Source: RetailWire
Inflated grocery prices have thrown a spotlight on the battle for market share between national and store brands.
Branded CPG manufacturers’ top strategies for competing with private labels include marketing their brands’ quality, cited by two-thirds as a top-two strategy, followed by launching innovation (55 percent), according to Advantage Solutions’ “Manufacturer and Retailer Outlook Spring 2023” study.
CPG manufacturers also seek to offset the private label threat by increasing trade promotions, cited by 32 percent among their top-two strategies; executing in-store shopper marketing programs, 27 percent; and lowering everyday prices via list price reduction, five percent.
PLMA’s “2023 Private Label Report,” produced by IRI Unify, found private label sales advanced 11.3 percent in 2022, nearly twice the growth of national brands, up 6.1 percent.
The gains were attributed to consumers looking for savings amid “persistent inflation.” Another driver was store brands being more transparent about their make-up as consumers post-pandemic have become “more concerned about how products are made and what’s in them, from their raw ingredients and holistic health attributes and qualities to their sustainability.”
In the first quarter, store brand dollar volume jumped 10.3 percent, nearly twice the 5.6 percent gain of national brands, according to PLMA’s latest findings.
“The Q1 results are particularly impressive since they are compared to 2022 sales figures, which were historically high for U.S. store brands,” said PLMA President Peggy Davies.
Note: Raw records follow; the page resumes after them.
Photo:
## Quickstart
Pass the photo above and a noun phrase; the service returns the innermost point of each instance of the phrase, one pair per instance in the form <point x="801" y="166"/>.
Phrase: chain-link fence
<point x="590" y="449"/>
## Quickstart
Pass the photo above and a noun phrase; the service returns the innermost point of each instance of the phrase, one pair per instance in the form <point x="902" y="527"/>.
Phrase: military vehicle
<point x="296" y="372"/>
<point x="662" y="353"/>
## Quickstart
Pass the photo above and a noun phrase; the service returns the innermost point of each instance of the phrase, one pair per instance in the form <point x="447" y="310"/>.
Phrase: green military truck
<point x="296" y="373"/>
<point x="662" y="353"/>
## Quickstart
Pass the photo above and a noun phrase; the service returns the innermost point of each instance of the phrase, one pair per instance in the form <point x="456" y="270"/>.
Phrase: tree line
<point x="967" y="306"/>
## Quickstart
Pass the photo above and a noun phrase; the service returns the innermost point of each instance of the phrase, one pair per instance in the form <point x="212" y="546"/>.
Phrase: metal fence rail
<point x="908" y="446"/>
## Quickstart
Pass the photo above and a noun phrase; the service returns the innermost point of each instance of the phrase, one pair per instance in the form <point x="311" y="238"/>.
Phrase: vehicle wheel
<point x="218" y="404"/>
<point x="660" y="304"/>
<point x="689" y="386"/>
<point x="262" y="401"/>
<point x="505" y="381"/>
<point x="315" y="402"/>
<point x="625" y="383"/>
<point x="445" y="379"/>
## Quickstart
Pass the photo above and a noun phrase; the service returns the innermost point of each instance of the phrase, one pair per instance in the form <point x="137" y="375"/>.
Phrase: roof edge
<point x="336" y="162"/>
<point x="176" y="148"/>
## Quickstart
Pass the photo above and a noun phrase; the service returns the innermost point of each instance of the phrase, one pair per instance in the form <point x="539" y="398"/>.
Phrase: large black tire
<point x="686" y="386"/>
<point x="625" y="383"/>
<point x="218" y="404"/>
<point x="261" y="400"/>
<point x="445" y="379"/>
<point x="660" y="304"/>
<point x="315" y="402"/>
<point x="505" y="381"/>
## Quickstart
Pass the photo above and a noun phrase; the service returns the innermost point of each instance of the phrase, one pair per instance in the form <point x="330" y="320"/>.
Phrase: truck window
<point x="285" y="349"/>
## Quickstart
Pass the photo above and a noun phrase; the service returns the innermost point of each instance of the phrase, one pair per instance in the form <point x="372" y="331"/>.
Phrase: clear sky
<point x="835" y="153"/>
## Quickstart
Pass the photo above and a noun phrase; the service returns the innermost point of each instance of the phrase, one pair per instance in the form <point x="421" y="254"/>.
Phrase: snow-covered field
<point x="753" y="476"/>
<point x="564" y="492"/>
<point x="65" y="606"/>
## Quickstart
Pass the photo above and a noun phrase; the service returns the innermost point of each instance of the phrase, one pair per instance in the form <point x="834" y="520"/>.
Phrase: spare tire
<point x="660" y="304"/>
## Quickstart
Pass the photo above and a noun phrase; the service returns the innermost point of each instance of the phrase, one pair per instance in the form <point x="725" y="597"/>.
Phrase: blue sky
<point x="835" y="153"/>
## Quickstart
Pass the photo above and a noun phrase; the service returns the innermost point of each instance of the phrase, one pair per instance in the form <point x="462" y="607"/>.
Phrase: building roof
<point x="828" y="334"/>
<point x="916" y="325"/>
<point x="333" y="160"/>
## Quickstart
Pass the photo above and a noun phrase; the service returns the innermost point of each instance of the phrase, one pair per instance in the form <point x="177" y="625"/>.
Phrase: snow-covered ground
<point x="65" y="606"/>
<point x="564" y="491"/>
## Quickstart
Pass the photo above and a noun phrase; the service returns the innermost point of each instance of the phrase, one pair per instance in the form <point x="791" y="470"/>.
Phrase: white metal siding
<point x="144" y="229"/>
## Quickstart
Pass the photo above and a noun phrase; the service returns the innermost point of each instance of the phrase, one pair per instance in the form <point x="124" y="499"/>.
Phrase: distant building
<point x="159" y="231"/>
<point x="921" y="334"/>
A recent survey from Attest found 74 percent of U.S. consumers would “definitely” or “probably” keep buying store brands after inflation eases.
CPG vendors, according to the Advantage Solutions’ study, were found to be less inclined to raise prices in the March survey versus a survey taken in December as inflation has lessened but also showed few signs of resetting prices lower.
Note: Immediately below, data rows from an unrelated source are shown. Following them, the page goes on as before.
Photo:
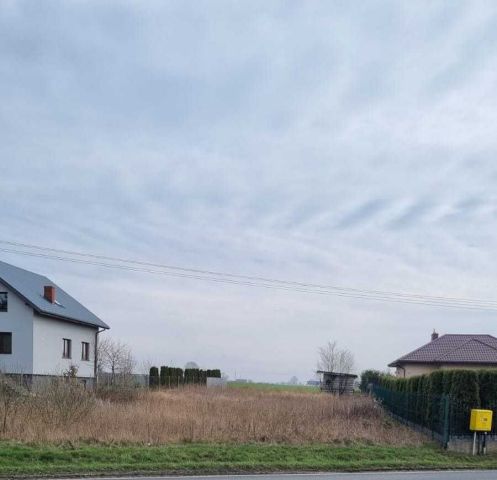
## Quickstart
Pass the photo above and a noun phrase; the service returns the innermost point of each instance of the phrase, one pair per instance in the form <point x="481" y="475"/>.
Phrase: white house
<point x="43" y="330"/>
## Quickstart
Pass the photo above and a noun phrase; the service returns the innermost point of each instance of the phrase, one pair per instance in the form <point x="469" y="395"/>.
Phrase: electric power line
<point x="259" y="278"/>
<point x="217" y="277"/>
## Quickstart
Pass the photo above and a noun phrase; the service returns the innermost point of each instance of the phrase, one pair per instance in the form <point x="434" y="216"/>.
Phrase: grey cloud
<point x="290" y="140"/>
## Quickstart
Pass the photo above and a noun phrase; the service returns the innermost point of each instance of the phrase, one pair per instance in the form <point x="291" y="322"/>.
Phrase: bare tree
<point x="331" y="358"/>
<point x="116" y="358"/>
<point x="191" y="364"/>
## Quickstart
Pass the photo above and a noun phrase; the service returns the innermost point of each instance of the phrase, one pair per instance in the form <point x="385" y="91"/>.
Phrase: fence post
<point x="446" y="404"/>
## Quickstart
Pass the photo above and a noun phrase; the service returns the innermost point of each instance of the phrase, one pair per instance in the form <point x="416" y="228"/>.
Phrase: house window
<point x="66" y="352"/>
<point x="85" y="351"/>
<point x="6" y="342"/>
<point x="3" y="301"/>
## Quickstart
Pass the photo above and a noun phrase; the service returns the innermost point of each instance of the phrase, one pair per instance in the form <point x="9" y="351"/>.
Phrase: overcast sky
<point x="338" y="142"/>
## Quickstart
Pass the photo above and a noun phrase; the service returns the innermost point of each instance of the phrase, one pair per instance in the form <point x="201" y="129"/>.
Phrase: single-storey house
<point x="448" y="351"/>
<point x="44" y="332"/>
<point x="337" y="383"/>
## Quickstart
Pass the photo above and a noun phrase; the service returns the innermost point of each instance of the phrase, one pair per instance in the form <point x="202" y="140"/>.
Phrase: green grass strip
<point x="38" y="460"/>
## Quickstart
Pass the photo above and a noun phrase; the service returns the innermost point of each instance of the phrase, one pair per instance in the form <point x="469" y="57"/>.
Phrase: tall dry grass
<point x="201" y="415"/>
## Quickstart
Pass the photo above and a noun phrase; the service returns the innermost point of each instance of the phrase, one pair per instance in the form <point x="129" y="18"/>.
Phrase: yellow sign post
<point x="480" y="422"/>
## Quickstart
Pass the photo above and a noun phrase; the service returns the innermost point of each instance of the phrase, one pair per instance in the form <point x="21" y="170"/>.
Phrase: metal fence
<point x="441" y="416"/>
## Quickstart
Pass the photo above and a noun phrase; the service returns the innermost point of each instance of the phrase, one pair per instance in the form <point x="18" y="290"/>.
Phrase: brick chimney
<point x="49" y="293"/>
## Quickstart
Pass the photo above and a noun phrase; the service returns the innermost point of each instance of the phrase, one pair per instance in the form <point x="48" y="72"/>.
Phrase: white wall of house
<point x="19" y="321"/>
<point x="48" y="343"/>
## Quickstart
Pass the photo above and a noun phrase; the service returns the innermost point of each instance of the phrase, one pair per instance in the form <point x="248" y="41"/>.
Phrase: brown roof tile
<point x="454" y="349"/>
The top manufacturer’s tools to remain competitive at the shelf, according to Advantage Solutions’ study, were (respondents selected three):
- Off-shelf merchandising, 55 percent;
- Digital couponing, 45 percent;
- Supporting retail-focused marketing programs, 42 percent;
- More aggressive promotional price, 35 percent;
- In-store shopper marketing programs, 27 percent;
- More frequent temporary price reductions, 27 percent;
- Promote in multiples, 23 percent;
- Lowering everyday price, nine percent;
- Shelf POP to match brand-marketing message, nine percent.